Hairy cell leukaemia variant (HCL-V)

Doctors used to think hairy cell leukaemia variant (HCL-V) was a rare type of hairy cell leukaemia. But they now consider it to be a completely different condition.

HCL-V is a type of chronic leukaemia. It develops from cells called B lymphocytes. 

You might have surgery to remove your spleen (splenectomy). Or you might have treatment with chemotherapy and a targeted drug called rituximab. 

What is hairy cell variant?

You might hear hairy cell leukaemia called 'classic' or 'classical' hairy cell leukaemia. Classic hairy cell leukaemia is a different type of leukaemia to hairy cell leukaemia variant (HCL-V).  

This page is about hairy cell leukaemia variant.

HCL-V and classic hairy cell leukaemia are both chronic leukaemias and they develop slowly from cells called B lymphocytes. 

B lymphocytes are a type of white blood cell that fights infection. When you have hairy cell leukaemia, the body makes too many B lymphocytes. These B cells aren’t normal and can’t fight infections properly. If you look at the cells under a microscope you can see tiny, hair-like, outgrowths on their surface.

HCL-V cells:

  • are usually smaller than classic hairy leukaemia cells
  • have different genetic material in the cells
  • respond differently to treatment

HCL-V is less common than classic hairy cell leukaemia. It can develop at any age, but it is more common in older people.


The symptoms of HCL-V are the same as for classic hairy cell leukaemia. They include:

  • a swollen tummy (abdomen) due to a bigger (enlarged) spleen
  • frequent infections
  • tiredness and breathlessness due to low levels of red blood cells (anaemia)
  • bleeding and bruising due to low levels of platelets (platelets are important for blood clotting)

Getting diagnosed

Your doctor will examine you and arrange blood tests to check your general health. Other tests include:

  • bone marrow tests
  • an ultrasound scan or a CT scan

The blood tests show how many blood cells you have and whether they are normal. Tests usually show a high white blood cell count.

You also have tests to look at the bone marrow cells. The bone marrow tests can show whether you have HCL-V or classic hairy cell leukaemia.

You might have tests to look for anything unusual in the chromosomes of the leukaemia cells.
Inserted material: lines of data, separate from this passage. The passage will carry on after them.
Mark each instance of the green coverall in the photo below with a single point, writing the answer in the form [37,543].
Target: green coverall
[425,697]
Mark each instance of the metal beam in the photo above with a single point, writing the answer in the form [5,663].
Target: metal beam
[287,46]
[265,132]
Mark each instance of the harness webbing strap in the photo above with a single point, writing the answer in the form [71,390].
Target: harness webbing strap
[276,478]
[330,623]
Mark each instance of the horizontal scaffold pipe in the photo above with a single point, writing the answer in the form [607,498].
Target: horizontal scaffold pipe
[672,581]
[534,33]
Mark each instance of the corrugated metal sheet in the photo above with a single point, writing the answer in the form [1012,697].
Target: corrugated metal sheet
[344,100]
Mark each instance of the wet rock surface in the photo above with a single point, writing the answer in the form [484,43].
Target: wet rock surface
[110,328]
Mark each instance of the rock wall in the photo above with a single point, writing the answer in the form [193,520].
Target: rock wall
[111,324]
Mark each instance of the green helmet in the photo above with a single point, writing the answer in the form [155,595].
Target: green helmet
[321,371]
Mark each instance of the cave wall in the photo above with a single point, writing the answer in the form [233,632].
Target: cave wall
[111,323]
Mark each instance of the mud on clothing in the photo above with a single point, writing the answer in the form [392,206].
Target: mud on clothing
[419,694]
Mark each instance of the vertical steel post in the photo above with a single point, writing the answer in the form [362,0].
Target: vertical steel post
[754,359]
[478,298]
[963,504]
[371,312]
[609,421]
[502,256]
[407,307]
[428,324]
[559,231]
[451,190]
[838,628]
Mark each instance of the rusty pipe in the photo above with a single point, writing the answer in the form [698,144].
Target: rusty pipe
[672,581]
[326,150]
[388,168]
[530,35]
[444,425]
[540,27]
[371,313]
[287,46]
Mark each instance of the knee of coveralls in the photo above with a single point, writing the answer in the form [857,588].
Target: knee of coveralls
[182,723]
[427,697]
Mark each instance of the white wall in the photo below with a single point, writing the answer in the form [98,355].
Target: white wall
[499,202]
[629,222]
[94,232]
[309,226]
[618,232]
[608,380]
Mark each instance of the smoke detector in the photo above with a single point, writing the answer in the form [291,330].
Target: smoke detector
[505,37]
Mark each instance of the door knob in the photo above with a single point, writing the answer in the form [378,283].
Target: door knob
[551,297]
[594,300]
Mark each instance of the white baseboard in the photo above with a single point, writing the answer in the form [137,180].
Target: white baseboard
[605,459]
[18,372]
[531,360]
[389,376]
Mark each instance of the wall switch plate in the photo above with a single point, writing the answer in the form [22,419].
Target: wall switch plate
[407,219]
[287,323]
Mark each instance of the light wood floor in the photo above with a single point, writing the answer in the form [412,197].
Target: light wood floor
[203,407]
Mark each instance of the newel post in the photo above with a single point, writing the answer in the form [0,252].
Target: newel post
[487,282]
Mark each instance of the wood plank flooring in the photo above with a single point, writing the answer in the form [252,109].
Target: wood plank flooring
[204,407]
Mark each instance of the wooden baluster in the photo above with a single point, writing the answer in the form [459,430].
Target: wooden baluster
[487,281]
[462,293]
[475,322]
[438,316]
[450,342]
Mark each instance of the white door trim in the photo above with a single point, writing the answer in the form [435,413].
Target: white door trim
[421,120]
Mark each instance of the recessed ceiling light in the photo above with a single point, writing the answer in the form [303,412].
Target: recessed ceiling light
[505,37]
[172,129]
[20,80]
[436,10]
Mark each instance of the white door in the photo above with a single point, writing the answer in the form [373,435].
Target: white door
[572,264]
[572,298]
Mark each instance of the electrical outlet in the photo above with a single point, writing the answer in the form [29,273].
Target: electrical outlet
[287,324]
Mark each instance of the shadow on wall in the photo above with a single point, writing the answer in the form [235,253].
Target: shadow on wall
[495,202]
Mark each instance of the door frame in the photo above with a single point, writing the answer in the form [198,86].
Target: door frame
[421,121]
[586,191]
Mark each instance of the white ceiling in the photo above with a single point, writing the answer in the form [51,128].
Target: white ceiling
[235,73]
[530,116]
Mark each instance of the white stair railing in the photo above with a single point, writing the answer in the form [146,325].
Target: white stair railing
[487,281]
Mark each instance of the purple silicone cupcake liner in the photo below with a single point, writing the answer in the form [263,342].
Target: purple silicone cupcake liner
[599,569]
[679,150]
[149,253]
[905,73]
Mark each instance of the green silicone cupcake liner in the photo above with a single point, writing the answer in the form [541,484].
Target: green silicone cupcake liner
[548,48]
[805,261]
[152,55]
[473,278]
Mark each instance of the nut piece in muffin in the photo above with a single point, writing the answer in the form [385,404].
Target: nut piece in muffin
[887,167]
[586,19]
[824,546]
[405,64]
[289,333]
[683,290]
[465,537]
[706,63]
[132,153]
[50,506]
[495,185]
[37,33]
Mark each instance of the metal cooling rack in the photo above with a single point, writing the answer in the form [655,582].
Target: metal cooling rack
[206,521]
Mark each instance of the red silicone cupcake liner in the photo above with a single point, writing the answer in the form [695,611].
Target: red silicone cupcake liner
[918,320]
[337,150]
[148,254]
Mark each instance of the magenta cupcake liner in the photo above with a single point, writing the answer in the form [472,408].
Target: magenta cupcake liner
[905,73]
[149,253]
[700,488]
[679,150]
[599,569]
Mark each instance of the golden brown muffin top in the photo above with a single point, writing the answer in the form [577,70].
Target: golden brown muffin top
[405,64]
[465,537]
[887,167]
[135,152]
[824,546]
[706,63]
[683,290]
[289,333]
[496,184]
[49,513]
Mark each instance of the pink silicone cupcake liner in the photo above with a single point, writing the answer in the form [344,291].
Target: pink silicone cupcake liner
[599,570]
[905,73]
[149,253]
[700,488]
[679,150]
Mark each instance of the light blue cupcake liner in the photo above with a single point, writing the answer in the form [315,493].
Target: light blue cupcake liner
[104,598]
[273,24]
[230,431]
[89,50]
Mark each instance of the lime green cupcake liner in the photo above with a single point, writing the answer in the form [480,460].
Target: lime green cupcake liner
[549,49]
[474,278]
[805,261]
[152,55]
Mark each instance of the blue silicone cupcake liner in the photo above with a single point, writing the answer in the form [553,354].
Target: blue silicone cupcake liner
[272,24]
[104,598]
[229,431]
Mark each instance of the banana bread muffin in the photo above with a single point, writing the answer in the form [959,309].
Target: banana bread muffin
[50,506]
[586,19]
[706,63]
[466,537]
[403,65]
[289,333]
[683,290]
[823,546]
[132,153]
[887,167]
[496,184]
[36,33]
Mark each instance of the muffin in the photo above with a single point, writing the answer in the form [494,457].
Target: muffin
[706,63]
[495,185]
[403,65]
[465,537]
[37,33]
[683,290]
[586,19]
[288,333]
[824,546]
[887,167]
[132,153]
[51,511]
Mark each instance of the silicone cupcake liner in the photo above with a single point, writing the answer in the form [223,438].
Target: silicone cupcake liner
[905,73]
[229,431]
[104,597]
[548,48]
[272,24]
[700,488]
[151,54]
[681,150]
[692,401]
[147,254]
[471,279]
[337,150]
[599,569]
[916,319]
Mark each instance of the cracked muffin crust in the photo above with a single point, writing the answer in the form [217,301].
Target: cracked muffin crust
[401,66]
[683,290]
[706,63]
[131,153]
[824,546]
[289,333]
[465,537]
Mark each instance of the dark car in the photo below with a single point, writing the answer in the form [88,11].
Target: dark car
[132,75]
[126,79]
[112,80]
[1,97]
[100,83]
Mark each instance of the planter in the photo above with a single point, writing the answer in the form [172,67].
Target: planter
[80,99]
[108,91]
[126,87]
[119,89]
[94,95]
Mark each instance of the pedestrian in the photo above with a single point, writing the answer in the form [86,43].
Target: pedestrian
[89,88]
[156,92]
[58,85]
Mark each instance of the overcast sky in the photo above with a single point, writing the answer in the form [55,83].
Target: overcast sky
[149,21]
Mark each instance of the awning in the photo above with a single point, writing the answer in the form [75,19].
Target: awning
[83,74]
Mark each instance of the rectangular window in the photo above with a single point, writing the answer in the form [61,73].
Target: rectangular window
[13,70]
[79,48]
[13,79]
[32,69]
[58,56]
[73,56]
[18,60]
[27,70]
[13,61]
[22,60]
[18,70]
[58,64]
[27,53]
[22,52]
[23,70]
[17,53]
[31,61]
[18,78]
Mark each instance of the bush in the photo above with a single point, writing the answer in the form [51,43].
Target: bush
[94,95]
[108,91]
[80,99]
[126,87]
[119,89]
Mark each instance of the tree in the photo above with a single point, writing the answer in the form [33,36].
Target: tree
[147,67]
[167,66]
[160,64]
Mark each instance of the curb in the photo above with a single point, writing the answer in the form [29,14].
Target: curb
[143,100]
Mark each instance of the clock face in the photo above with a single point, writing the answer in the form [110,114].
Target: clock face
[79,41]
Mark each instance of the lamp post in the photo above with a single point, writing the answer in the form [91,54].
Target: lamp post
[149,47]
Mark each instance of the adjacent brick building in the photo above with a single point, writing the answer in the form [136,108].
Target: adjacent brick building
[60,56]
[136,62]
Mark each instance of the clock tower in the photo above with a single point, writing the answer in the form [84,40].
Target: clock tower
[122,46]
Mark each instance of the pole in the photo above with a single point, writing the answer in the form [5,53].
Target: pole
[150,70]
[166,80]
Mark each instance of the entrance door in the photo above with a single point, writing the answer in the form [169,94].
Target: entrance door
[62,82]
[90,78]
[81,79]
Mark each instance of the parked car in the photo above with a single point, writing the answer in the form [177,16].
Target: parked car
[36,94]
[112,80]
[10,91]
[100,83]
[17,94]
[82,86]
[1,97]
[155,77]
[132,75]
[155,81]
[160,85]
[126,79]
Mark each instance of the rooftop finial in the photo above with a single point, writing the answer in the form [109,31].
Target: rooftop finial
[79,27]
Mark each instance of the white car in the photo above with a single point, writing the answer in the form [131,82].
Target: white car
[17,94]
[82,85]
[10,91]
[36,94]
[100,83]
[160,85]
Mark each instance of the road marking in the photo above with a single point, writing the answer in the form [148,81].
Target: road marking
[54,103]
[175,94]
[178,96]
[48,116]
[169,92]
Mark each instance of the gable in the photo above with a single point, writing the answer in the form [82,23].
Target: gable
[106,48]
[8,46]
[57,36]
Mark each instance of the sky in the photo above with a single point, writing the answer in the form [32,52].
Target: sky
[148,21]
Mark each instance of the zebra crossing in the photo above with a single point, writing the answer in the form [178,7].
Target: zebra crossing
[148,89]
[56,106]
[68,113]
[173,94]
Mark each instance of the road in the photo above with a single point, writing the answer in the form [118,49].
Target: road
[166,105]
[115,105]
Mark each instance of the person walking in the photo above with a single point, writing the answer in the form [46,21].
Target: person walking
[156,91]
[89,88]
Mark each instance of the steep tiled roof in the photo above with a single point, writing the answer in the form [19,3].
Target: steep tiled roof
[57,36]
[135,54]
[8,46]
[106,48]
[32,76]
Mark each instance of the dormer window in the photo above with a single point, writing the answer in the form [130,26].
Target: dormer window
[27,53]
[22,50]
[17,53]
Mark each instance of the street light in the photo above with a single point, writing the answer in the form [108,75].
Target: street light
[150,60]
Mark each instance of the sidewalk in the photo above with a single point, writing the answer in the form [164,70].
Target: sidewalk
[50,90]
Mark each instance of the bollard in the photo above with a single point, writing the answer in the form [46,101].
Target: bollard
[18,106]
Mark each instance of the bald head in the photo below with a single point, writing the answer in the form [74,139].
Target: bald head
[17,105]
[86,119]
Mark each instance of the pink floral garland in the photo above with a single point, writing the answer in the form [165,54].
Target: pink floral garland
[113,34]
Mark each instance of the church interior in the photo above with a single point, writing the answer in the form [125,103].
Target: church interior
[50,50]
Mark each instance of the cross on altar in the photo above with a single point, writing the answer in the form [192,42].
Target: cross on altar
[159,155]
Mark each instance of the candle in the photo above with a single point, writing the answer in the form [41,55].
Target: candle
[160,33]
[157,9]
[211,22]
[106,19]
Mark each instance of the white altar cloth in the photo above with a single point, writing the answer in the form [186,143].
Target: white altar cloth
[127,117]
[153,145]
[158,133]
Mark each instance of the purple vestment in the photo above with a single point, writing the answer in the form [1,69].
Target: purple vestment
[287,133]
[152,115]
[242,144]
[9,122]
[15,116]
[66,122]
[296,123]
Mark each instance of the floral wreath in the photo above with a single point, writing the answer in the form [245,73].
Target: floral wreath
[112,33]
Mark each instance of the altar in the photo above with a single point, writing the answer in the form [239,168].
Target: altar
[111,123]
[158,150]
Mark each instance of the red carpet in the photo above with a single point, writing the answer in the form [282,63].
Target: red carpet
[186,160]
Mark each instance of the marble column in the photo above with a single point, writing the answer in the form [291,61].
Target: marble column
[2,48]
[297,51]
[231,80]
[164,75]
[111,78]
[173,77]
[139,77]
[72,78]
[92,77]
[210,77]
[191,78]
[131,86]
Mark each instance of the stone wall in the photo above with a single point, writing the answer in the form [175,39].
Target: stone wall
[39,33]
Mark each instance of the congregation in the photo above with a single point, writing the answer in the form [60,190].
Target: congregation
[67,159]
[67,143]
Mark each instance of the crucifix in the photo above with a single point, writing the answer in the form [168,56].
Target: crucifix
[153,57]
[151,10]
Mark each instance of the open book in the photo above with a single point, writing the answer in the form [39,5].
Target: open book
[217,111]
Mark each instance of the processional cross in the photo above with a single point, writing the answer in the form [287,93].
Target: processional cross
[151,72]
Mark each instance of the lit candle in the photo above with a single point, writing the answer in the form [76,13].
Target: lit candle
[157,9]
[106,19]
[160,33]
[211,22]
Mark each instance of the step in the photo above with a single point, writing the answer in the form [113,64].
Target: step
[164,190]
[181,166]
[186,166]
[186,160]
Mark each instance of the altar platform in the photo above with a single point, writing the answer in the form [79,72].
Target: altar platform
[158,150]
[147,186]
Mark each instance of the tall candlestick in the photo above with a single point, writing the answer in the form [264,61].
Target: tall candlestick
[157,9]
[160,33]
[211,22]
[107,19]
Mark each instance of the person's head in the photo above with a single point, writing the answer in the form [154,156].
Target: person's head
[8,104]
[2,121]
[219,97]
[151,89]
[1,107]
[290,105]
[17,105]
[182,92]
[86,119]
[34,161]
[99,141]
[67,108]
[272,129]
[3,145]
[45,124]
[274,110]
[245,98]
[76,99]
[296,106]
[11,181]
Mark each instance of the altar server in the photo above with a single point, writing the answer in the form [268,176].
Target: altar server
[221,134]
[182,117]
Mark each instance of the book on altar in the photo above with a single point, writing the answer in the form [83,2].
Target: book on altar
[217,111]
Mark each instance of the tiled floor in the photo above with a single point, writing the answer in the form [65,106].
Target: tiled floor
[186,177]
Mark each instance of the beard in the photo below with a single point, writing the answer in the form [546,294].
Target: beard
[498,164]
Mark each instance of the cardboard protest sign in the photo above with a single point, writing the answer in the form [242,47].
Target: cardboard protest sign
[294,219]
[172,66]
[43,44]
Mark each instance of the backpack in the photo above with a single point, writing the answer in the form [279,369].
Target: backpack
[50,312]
Chromosomes contain the genetic material inside cells. These tests are called cytogenetics (pronounced sigh-toe gen-et-ics).

The ultrasound scan or CT scan will show whether your spleen is enlarged and if you have any swollen lymph nodes.

Treatment options

If you don't have any symptoms you probably won’t need to start treatment immediately. Some people don’t need to start treatment for a number of years. Instead you have regular check-ups. Doctors call this watch and wait.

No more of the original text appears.